Bayer anticipates impacts on its cash flow after the clinical failure of its anticoagulant







Photo credit © Reuters

FRANKFURT (Reuters) – Bayer’s strategic review will take into account a potentially tougher outlook for cash flow, its chief executive said on Tuesday, after abandoning a trial of the blood thinner Asundexian.

Bayer halted a large late-stage clinical trial of a new anticoagulant last Sunday due to a lack of efficacy, calling into question the pharmaceutical group’s most promising development project and worsening its litigation and litigation woes. of debts.

“Anything that has a negative impact on future cash flow makes the situation a little more tense,” Chairman Bill Anderson said on a conference call with analysts Tuesday.

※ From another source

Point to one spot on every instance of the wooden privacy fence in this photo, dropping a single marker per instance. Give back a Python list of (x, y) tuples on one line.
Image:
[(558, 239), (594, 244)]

“The impact of these recent events does not change our strategic options. It just means that some of these conditions are a little more stringent,” he added.

Bill Anderson also said he was considering a spinoff of the division that makes over-the-counter health products and crop protection products for agriculture.

(Reporting by Ludwig Burger and Patricia Weiss, French version by Stéphanie Hamel, edited by Kate Entringer)











Reuters

©2023 Thomson Reuters, all rights reserved. Reuters content is the intellectual property of Thomson Reuters or its third party content providers. Any copying, republication or redistribution of Reuters content, including by framing or similar means, is expressly prohibited without the prior written consent of Thomson Reuters. Thomson Reuters shall not be liable for any errors or delays in content, or for any actions taken in reliance thereon. “Reuters” and the Reuters Logo are trademarks of Thomson Reuters and its affiliated companies.